The payoff is so great that I think that if the government really can't find a way to do this, we should figure out how to do it ourselves. 

What we have now is survey data that shows that college generally pays for itself, but the price is going up. This is in opposition to the cries of critics that say students aren't learning much, if anything.

Here's my analogy. It's imperfect, but has the advantage of being vivid. Students are like movie scripts coming to our production companies. We have our specialties: niche art films or mass market gloss, and so on. Each script has an individual experience, no matter what our organization is. They get cast differently (different instructors), and we do our best to make a good fit usually. Or maybe we just get the cheapest actors we can find and hope for the best. We always have to rewrite the script to some extent, and our mission--the hope that gets buried in the Sisyphean rolling of semesters up and down the calendar--is that the screenplay comes to life and realizes its potential.

It takes a lot of money to make this happen, and it comes from investors who are increasingly grumpy. They say the movies are no good. They're too expensive and nobody likes them. Film critics like Arum and Roksa used data from a large number of scripts in production to claim that a large portion weren't being significantly improved in the rewriting stage.

But we don't have any real information about what the audience thinks. We can analyze the heck out of our own productions, and do six-sigma and professionalize all we want, but until we understand what the audience thinks, we don't really know if we're doing any good. Maybe all those films get shown once, and then end up in a storage shed. 

Maybe some types of films shouldn't be made anymore. Maybe Forensic Dolphin Psychoanalysis shouldn't even be a major because there's no audience for it. 

The recent explosion of for-profits makes the problem more urgent to solve. Most industries have to depend on their products working. We don't have much direct evidence one way or the other in the kind of detail we need to make decisions. It's starting to happen, for example with student load default rates getting attention. But we can go a lot further than that.

Imagine if we could sit down with the investors and agree on the long-term goals, have metrics that more or less tell us how well we're doing, and plan together how to get there. Are the goals strictly economic? Or do we want people to pursue happiness and bear arms? Even if it is just economics, it presents an opportunity to really understand how, say, liberal arts education matters in job mobility, lifetime income, and so on. Institutions could say "yes, you'll get a fine job, but in addition you'll have a fulfilling career." Or whatever their mission is. Instead of talking past each other about standardized assessments and authentic assessments, we could figure out how to work backwards from the real goals to real assessments that matter at the strategic level and then add institutional flavors that matter to us. That would be an exciting and productive conversation.

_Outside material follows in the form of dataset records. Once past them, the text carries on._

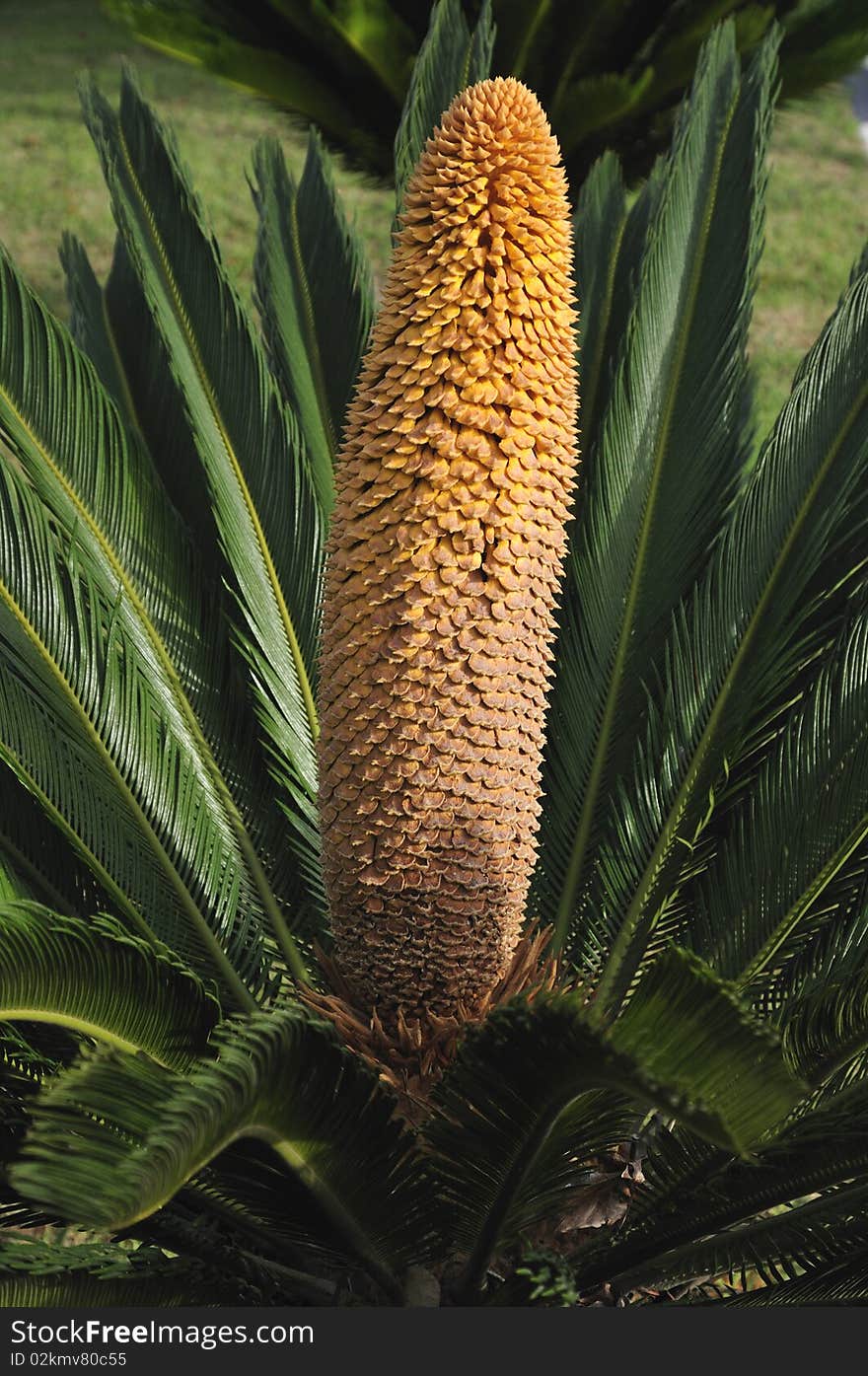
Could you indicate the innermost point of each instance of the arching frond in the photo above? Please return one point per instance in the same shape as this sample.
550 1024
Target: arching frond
314 292
645 519
261 491
95 978
281 1076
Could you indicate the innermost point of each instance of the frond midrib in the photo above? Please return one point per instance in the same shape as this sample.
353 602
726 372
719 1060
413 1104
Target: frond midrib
602 750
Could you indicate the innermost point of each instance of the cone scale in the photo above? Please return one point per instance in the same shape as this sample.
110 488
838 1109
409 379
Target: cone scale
443 564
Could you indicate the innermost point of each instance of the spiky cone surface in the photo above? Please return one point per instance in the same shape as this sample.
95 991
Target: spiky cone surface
443 566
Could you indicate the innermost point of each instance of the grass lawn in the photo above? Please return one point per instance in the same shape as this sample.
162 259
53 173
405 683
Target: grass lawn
49 181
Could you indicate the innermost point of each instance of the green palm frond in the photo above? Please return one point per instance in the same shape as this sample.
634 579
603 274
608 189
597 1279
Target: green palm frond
610 75
261 491
314 292
694 1192
801 505
611 237
799 826
84 725
812 1235
645 519
166 484
842 1282
684 1045
95 978
48 1274
281 1076
36 860
114 326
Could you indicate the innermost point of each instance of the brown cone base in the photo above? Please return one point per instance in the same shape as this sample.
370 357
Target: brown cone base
410 1052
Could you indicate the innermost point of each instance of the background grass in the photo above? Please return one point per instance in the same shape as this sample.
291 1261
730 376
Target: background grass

The alternative is grim. If we only focus on what goes on inside our production studios, the future of the nation is at the mercy of every critic with a theory or an agenda. I'm not sure which is worse: theories or agendas. Some will want to break down every step of movie making into a reductionist flow-chart, and create spreadsheets to show the rate of script-to-casting time or use biometrics to calculate charisma factors of the actors. There's no bottom to this because although movie scripts are only 120 pages, individual brains of our students have perhaps 100 trillion synapses each. If each one is, say eight bits of information, that's about four billion times the complexity of a movie script. Each one. Others will work backwards from agendas to create policies that make no sense in context.

Even if we think we've solved the problem and get universal agreement that our learning outcomes are being achieved at the university, how do we really know what the effect is after graduation unless we measure that? Maybe they're learning the wrong things. Maybe some small college has methods that work twice as good as ours. Maybe we can reduce costs and increase quality. The ingredients are wonderful: a diverse ecology of isolated experiments. We just can't see where the lab results are recorded in order to make conclusions.

Yes, we need individual student records. But we can't wait for that. The problem is too important. Maybe tax records and FASFAs can't be mashed up because of political or technical reasons (but do you really think Mark Zuckerberg couldn't figure this out in an afternoon?). If that's the case, then we have to find another way to measure historical and ongoing long-term outputs in such detail that it can inform institutional decisions. 

What we're doing at present is creating our own dramatic screenplay: an epic version of "No Exit."